January 31, 2018//-Ghana’s cocoa regulator, COCOBOD, will sell as much as GHc2.5 billion ($556 million) of debt to pay for liabilities and operational costs while pledging to end subsidies for farmers, according to a deputy finance minister.

The debt sale will follow after Ghana Cocoa Board opted to prop up farmer pay with GHc984 million in the current season, incurred losses of at least GHc110 million during the previous crop and had to deal with legacy debts from an administration that was replaced last year.

The pledge to end subsidies signal a policy shift after the world’s second-biggest cocoa grower ruled out changing producer payments since setting the minimum price at GHc7,600 per ton in October 2016.

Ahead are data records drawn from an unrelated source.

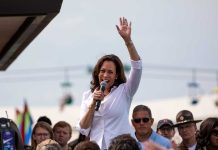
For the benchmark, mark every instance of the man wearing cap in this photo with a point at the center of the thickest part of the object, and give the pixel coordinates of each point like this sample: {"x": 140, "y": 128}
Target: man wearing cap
{"x": 165, "y": 127}
{"x": 142, "y": 121}
{"x": 187, "y": 129}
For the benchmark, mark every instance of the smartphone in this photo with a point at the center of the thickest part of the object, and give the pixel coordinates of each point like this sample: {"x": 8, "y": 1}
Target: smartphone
{"x": 8, "y": 140}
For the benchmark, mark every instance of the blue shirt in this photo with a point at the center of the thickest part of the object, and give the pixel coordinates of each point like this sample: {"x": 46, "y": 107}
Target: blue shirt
{"x": 158, "y": 139}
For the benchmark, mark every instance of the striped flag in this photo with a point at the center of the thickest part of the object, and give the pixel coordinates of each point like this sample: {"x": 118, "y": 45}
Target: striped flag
{"x": 24, "y": 123}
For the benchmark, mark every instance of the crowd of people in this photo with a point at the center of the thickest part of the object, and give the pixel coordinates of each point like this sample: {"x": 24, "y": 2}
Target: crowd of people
{"x": 107, "y": 126}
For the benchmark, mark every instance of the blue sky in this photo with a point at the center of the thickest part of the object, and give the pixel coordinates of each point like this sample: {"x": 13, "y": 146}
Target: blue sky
{"x": 181, "y": 34}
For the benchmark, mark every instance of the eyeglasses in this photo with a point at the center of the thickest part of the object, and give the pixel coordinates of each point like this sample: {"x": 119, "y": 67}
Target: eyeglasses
{"x": 214, "y": 133}
{"x": 166, "y": 128}
{"x": 138, "y": 120}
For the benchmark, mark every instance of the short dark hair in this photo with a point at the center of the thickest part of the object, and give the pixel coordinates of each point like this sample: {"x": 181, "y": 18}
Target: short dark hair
{"x": 62, "y": 124}
{"x": 87, "y": 145}
{"x": 206, "y": 127}
{"x": 45, "y": 119}
{"x": 124, "y": 142}
{"x": 142, "y": 108}
{"x": 121, "y": 78}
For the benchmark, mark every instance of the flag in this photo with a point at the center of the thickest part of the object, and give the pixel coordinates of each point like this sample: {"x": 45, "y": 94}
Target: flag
{"x": 24, "y": 123}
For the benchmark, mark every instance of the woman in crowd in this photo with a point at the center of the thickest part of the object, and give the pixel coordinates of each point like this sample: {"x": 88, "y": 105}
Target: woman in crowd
{"x": 207, "y": 137}
{"x": 41, "y": 132}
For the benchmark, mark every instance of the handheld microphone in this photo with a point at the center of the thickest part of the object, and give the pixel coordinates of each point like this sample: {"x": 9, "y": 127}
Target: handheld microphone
{"x": 102, "y": 88}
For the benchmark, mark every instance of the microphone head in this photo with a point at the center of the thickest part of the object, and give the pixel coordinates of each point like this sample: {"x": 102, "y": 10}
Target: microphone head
{"x": 103, "y": 85}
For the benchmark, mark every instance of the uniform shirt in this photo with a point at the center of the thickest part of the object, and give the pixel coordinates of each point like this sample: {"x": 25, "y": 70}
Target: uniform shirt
{"x": 158, "y": 139}
{"x": 111, "y": 119}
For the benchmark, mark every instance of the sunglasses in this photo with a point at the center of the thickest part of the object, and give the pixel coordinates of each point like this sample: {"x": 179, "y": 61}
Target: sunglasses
{"x": 138, "y": 120}
{"x": 214, "y": 133}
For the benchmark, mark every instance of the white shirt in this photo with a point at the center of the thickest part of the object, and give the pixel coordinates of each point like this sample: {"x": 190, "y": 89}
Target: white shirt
{"x": 111, "y": 119}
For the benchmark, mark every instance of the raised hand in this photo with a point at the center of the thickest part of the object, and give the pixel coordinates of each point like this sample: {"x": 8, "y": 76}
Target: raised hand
{"x": 124, "y": 29}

Over the same period, futures contracts in London slumped by more than a third on forecasts of a second consecutive bumper crop in Ghana and neighboring Ivory Coast, the world’s largest cocoa producers.

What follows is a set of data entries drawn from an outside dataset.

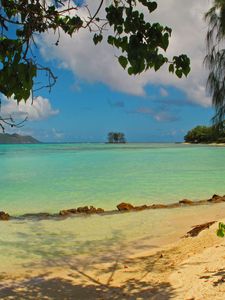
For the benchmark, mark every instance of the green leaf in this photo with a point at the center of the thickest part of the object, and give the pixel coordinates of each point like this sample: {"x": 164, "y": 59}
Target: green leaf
{"x": 179, "y": 73}
{"x": 171, "y": 68}
{"x": 123, "y": 61}
{"x": 220, "y": 233}
{"x": 97, "y": 38}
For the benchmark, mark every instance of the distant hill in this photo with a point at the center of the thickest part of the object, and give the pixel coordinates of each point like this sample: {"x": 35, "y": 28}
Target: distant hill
{"x": 6, "y": 138}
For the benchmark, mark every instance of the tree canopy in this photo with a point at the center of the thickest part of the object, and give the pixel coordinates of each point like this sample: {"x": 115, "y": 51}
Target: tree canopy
{"x": 116, "y": 138}
{"x": 204, "y": 134}
{"x": 142, "y": 44}
{"x": 215, "y": 58}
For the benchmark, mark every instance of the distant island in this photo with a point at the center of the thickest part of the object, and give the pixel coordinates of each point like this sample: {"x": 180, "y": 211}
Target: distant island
{"x": 205, "y": 135}
{"x": 6, "y": 138}
{"x": 116, "y": 138}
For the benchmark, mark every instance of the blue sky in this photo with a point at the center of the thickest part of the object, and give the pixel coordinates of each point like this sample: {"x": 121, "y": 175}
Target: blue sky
{"x": 93, "y": 95}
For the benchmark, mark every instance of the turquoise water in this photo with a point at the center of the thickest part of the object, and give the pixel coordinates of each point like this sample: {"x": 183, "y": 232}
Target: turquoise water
{"x": 36, "y": 178}
{"x": 50, "y": 177}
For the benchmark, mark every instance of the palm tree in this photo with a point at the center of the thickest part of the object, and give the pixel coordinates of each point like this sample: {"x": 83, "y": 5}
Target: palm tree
{"x": 215, "y": 59}
{"x": 116, "y": 137}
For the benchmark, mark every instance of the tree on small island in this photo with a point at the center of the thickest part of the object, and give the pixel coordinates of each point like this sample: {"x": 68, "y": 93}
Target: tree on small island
{"x": 116, "y": 138}
{"x": 204, "y": 134}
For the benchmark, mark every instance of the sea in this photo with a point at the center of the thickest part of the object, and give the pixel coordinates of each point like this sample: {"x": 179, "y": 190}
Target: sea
{"x": 51, "y": 177}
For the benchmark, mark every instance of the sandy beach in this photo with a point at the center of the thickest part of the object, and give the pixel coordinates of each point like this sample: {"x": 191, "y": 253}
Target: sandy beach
{"x": 190, "y": 268}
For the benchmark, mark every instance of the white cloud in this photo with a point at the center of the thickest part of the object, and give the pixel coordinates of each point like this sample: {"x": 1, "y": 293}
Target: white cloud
{"x": 40, "y": 109}
{"x": 159, "y": 116}
{"x": 163, "y": 92}
{"x": 99, "y": 64}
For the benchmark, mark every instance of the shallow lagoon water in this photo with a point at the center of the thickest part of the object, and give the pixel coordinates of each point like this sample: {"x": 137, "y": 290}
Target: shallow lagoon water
{"x": 38, "y": 178}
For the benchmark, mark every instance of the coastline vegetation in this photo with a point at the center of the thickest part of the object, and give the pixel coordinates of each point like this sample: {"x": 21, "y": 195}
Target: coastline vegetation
{"x": 116, "y": 138}
{"x": 204, "y": 134}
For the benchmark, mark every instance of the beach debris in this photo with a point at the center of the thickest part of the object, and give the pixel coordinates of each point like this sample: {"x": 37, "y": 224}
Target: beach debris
{"x": 4, "y": 216}
{"x": 39, "y": 216}
{"x": 157, "y": 206}
{"x": 186, "y": 201}
{"x": 216, "y": 198}
{"x": 81, "y": 210}
{"x": 198, "y": 228}
{"x": 125, "y": 206}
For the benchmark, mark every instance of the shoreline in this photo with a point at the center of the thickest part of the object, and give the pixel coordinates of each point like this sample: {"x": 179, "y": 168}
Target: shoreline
{"x": 121, "y": 208}
{"x": 188, "y": 268}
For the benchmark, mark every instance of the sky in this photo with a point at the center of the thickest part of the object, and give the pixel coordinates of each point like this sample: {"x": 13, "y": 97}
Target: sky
{"x": 93, "y": 95}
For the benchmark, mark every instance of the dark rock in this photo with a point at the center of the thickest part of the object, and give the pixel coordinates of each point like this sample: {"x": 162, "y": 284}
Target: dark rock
{"x": 216, "y": 199}
{"x": 99, "y": 210}
{"x": 36, "y": 216}
{"x": 4, "y": 216}
{"x": 142, "y": 207}
{"x": 67, "y": 212}
{"x": 83, "y": 209}
{"x": 173, "y": 205}
{"x": 186, "y": 201}
{"x": 198, "y": 228}
{"x": 156, "y": 206}
{"x": 125, "y": 207}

Ghana’s cocoa board will sell the debt through bills and longer dated local-currency bonds to meet its obligations for the season through September, Deputy Finance Minister Charles Adu Boahen said Tuesday in an interview in the capital, Accra.

The regulator will pay farmers the equivalent of 70 percent of the freight-on-board price for cocoa from the beginning of the new season in October and will begin a campaign to explain to producers why payments need to correspond with international trends, he said.

Viable entity

“We believe that from next season, when there is no subsidy, the board will make sufficient revenue to pay off its debts,” said Boahen, who also serves as chairman of the regulator’s finance committee. “The cocoa board is a very viable commercial entity.”

A cocoa debt auction may take place this week as Ghana already used about $1.25 billion of a $1.3 billion syndicated loan that it obtained for farmer payments from foreign and local banks in September, Boahen said.

The regulator is targeting a harvest of 850,000 tons this season, of which about 435,000 tons were purchased by Dec. 28, according to people familiar with the matter.

Ghana regularly sells 182-day cocoa bills to shore up its finances. It sold GHc580.2 million in notes earlier this month at a yield of 20.07 percent.